Feast of the dedication of the cathedral church
The word “cathedral” comes from the Greek “kathedra, âMeaningâ chair â. The chair of the diocesan bishop is the seat from which he directs the life of the Church in a particular geographic region known as the diocese. This chair is a symbol of his authority to teach, sanctify, and rule the people of Christ. The church in which this pulpit is housed is therefore known as the Cathedral Church – the Bishop’s Parish Church.
Established as a parish on May 15, 1953 by Bishop Daniel J. Gercke of Tucson, construction of the present church of Ss. Simon and Jude Cathedral began in 1965. Bishop Francis Green of Tucson then consecrated the parish. 1,200-seat church on December 11, 1966, and was elevated to a cathedral when the Diocese of Phoenix was established on December 2, 1969.

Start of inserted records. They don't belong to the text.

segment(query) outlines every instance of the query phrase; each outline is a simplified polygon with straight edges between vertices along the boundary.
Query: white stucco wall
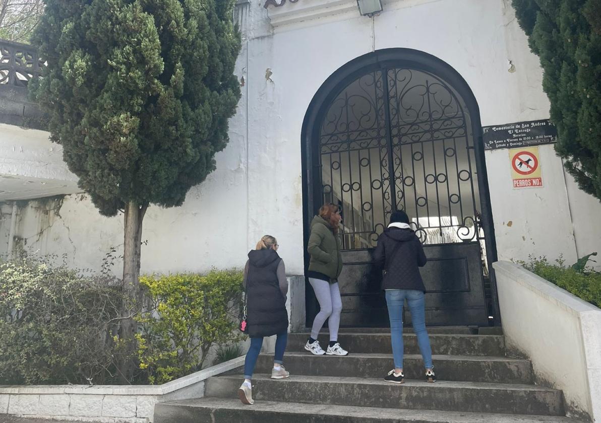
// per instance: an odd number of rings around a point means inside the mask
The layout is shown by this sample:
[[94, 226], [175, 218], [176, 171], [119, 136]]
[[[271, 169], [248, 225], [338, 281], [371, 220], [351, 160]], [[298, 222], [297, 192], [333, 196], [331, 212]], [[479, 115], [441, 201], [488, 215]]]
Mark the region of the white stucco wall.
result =
[[601, 421], [601, 310], [513, 263], [495, 269], [507, 346], [563, 391], [569, 415]]
[[[374, 49], [411, 48], [446, 61], [474, 91], [483, 125], [548, 118], [538, 58], [510, 0], [388, 0], [373, 19], [360, 16], [353, 2], [300, 0], [269, 11], [263, 2], [238, 7], [243, 47], [236, 73], [244, 85], [230, 144], [216, 156], [217, 170], [191, 190], [183, 206], [149, 209], [142, 271], [240, 266], [257, 240], [270, 233], [278, 239], [288, 272], [302, 274], [303, 119], [329, 76]], [[336, 13], [324, 8], [334, 3]], [[302, 19], [282, 23], [297, 11]], [[316, 11], [325, 16], [317, 17]], [[523, 190], [512, 188], [507, 151], [486, 152], [499, 257], [563, 254], [570, 262], [578, 254], [601, 252], [601, 225], [594, 217], [601, 205], [569, 178], [566, 187], [552, 146], [540, 152], [545, 186]], [[87, 199], [67, 197], [59, 214], [60, 221], [38, 236], [41, 218], [23, 212], [17, 235], [43, 253], [72, 254], [72, 264], [84, 268], [99, 268], [109, 248], [123, 243], [121, 218], [100, 217]]]

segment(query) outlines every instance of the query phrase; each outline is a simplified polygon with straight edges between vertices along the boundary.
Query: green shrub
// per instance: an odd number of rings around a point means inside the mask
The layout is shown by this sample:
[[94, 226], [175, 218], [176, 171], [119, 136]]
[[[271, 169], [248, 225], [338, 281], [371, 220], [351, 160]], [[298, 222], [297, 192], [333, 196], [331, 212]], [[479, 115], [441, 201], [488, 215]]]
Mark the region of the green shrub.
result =
[[214, 346], [237, 343], [242, 273], [213, 270], [206, 275], [143, 276], [152, 302], [139, 316], [140, 368], [151, 383], [163, 383], [200, 370]]
[[240, 344], [232, 344], [231, 345], [219, 347], [217, 349], [215, 359], [213, 364], [225, 363], [226, 361], [237, 358], [243, 353], [244, 351]]
[[114, 279], [31, 259], [0, 263], [0, 384], [114, 383]]
[[582, 260], [570, 267], [565, 266], [561, 259], [556, 260], [556, 264], [552, 264], [545, 257], [531, 257], [529, 262], [520, 264], [585, 301], [601, 307], [601, 273], [586, 269]]

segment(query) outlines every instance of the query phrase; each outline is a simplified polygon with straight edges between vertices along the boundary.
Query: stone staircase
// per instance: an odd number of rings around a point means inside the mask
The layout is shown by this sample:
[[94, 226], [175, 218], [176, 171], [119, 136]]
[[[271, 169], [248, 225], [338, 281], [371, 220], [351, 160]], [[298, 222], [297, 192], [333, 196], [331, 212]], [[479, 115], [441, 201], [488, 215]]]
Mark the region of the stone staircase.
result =
[[[486, 329], [484, 329], [486, 330]], [[369, 423], [574, 422], [561, 391], [534, 384], [528, 360], [506, 356], [502, 335], [469, 328], [429, 330], [438, 382], [423, 377], [415, 335], [404, 337], [406, 382], [384, 382], [392, 368], [390, 335], [347, 329], [346, 357], [315, 356], [303, 349], [307, 334], [291, 334], [284, 356], [287, 379], [269, 379], [272, 356], [261, 355], [253, 379], [254, 406], [237, 390], [242, 369], [207, 380], [205, 398], [157, 404], [156, 423], [269, 422]], [[489, 333], [489, 332], [486, 332]], [[320, 338], [326, 345], [327, 336]]]

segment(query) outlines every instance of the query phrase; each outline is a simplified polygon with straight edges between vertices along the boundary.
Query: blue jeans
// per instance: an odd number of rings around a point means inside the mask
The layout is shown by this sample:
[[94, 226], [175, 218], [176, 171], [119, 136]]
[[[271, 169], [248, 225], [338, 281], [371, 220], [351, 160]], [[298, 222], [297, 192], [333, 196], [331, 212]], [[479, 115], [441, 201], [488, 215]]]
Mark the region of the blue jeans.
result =
[[[251, 346], [246, 353], [246, 358], [244, 361], [244, 379], [252, 379], [252, 373], [255, 371], [255, 365], [257, 364], [257, 359], [258, 358], [259, 353], [261, 352], [261, 347], [263, 346], [263, 338], [251, 338]], [[286, 344], [288, 343], [288, 332], [284, 332], [278, 335], [275, 341], [275, 355], [273, 359], [274, 363], [281, 364], [284, 359], [284, 351], [286, 349]]]
[[411, 321], [426, 368], [432, 368], [432, 349], [426, 331], [426, 299], [424, 293], [413, 289], [389, 289], [386, 302], [390, 318], [390, 334], [395, 368], [403, 368], [403, 306], [405, 299], [411, 311]]

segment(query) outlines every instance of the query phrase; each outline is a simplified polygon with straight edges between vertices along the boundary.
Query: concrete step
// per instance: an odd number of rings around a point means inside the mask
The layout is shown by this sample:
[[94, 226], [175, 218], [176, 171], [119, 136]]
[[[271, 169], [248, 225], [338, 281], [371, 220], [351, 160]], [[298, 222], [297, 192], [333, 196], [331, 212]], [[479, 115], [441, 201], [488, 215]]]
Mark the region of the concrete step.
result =
[[157, 404], [154, 423], [579, 423], [566, 417], [206, 398]]
[[[288, 335], [287, 351], [305, 350], [305, 344], [309, 334], [290, 334]], [[419, 354], [417, 337], [413, 334], [403, 336], [406, 354]], [[329, 337], [327, 334], [320, 335], [320, 343], [324, 347], [328, 345]], [[392, 353], [390, 334], [342, 333], [338, 340], [342, 347], [350, 353], [373, 353], [389, 354]], [[496, 335], [448, 335], [430, 334], [430, 343], [432, 353], [448, 355], [480, 355], [504, 356], [505, 338]]]
[[[429, 334], [455, 334], [455, 335], [477, 335], [480, 331], [482, 329], [487, 330], [488, 328], [478, 328], [475, 326], [426, 326], [428, 330]], [[491, 329], [492, 329], [491, 328]], [[490, 334], [493, 335], [502, 335], [501, 333], [498, 333], [498, 330], [501, 328], [499, 328], [498, 329], [494, 329], [495, 333]], [[306, 328], [305, 331], [307, 333], [311, 332], [311, 328]], [[403, 329], [403, 331], [406, 334], [412, 334], [413, 332], [413, 328], [410, 326], [405, 326]], [[327, 334], [329, 331], [328, 329], [328, 325], [326, 324], [321, 331], [322, 333]], [[340, 330], [338, 331], [340, 333], [352, 333], [352, 334], [389, 334], [390, 328], [340, 328]]]
[[[436, 376], [443, 380], [532, 383], [532, 366], [527, 360], [454, 355], [434, 355], [432, 359]], [[394, 367], [392, 354], [355, 353], [337, 357], [315, 356], [307, 352], [288, 352], [284, 359], [286, 369], [293, 375], [383, 377]], [[273, 365], [273, 355], [262, 355], [259, 356], [255, 371], [270, 373]], [[421, 355], [406, 355], [403, 366], [407, 379], [423, 379], [424, 362]]]
[[[235, 398], [241, 376], [207, 380], [207, 397]], [[533, 385], [407, 380], [403, 385], [382, 379], [295, 375], [273, 380], [266, 374], [253, 379], [258, 400], [378, 408], [411, 409], [475, 413], [563, 416], [561, 391]]]

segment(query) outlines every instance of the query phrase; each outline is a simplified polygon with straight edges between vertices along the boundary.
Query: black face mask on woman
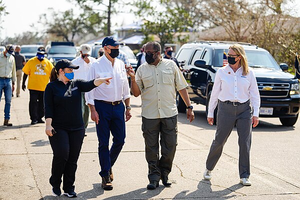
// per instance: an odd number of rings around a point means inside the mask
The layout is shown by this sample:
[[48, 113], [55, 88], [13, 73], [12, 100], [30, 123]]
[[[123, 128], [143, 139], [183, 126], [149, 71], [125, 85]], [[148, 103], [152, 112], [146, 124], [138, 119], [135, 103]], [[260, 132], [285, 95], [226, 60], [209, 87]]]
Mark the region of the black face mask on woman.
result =
[[[146, 56], [145, 56], [145, 60], [146, 60], [146, 62], [147, 62], [148, 64], [152, 64], [153, 62], [155, 62], [155, 59], [156, 58], [153, 58], [153, 56], [155, 54], [156, 54], [156, 52], [154, 54], [151, 54], [150, 52], [146, 53]], [[150, 55], [149, 55], [148, 54], [150, 54]]]
[[236, 61], [236, 58], [234, 57], [227, 57], [228, 63], [229, 63], [230, 64], [234, 64], [238, 62], [238, 60]]
[[[108, 46], [106, 46], [108, 48]], [[112, 57], [112, 58], [115, 58], [118, 57], [118, 48], [110, 48], [110, 53], [108, 54], [110, 56]]]

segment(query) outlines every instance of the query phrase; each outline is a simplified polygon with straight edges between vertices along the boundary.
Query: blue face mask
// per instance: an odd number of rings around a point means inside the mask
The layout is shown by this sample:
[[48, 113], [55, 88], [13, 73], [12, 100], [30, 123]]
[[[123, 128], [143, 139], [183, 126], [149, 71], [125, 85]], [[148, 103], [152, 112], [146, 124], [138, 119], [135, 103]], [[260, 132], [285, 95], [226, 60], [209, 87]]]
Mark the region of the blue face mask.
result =
[[44, 60], [44, 58], [45, 57], [45, 55], [44, 54], [36, 54], [36, 58], [38, 58], [38, 59], [41, 60]]
[[66, 78], [70, 80], [71, 80], [73, 78], [74, 78], [74, 72], [64, 72], [64, 76]]

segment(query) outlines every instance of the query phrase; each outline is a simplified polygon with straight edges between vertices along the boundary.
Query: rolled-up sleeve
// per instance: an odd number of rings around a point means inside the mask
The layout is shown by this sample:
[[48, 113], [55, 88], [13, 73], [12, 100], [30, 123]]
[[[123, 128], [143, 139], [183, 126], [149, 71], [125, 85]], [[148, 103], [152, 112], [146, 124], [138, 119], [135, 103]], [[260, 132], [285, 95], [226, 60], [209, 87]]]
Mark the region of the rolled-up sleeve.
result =
[[54, 106], [53, 102], [53, 90], [48, 84], [44, 92], [44, 108], [45, 110], [45, 118], [53, 118]]
[[[125, 72], [124, 74], [124, 74], [124, 76], [127, 77], [126, 72]], [[123, 86], [123, 95], [122, 96], [123, 101], [131, 97], [131, 95], [130, 94], [130, 88], [129, 88], [129, 83], [128, 82], [128, 78], [125, 78], [125, 82], [124, 82], [124, 85]]]
[[82, 79], [78, 79], [76, 80], [79, 86], [80, 92], [88, 92], [97, 86], [94, 84], [94, 79], [90, 80], [85, 80]]
[[251, 104], [253, 108], [253, 116], [258, 117], [260, 114], [260, 96], [255, 74], [252, 71], [250, 71], [250, 73], [251, 82], [249, 87], [249, 96]]
[[174, 62], [174, 68], [175, 68], [175, 86], [178, 91], [181, 90], [188, 86], [188, 84], [184, 76], [184, 74], [180, 71], [179, 68], [176, 66]]
[[142, 84], [142, 80], [140, 68], [138, 68], [138, 70], [136, 70], [136, 84], [138, 84], [138, 86], [140, 90], [142, 92], [144, 88], [144, 84]]
[[[96, 74], [95, 72], [95, 69], [94, 68], [94, 64], [92, 64], [88, 73], [88, 80], [94, 80], [96, 78]], [[88, 92], [86, 92], [84, 94], [86, 98], [86, 104], [90, 104], [91, 105], [94, 105], [94, 90], [92, 89]]]
[[214, 82], [212, 86], [212, 90], [210, 94], [210, 106], [208, 106], [208, 118], [214, 118], [214, 112], [218, 104], [218, 94], [221, 91], [221, 79], [219, 70], [216, 71]]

The anniversary of the dedication of a cathedral church is to be celebrated on the day of the consecration of the church, with rank of solemnity in the cathedral itself and of feast in the other churches of the diocese, according to the “General norms of the liturgical year and calendar. The cathedral church is a symbol of the unity of the local Church, and its consecration should be celebrated throughout the diocese.
The annual celebration of the consecration of a church celebrates the mystery of the living Church, that is, the people of God on pilgrimage to New Jerusalem. It is desirable that the faithful from all over the diocese come together to celebrate the Eucharist with the bishop.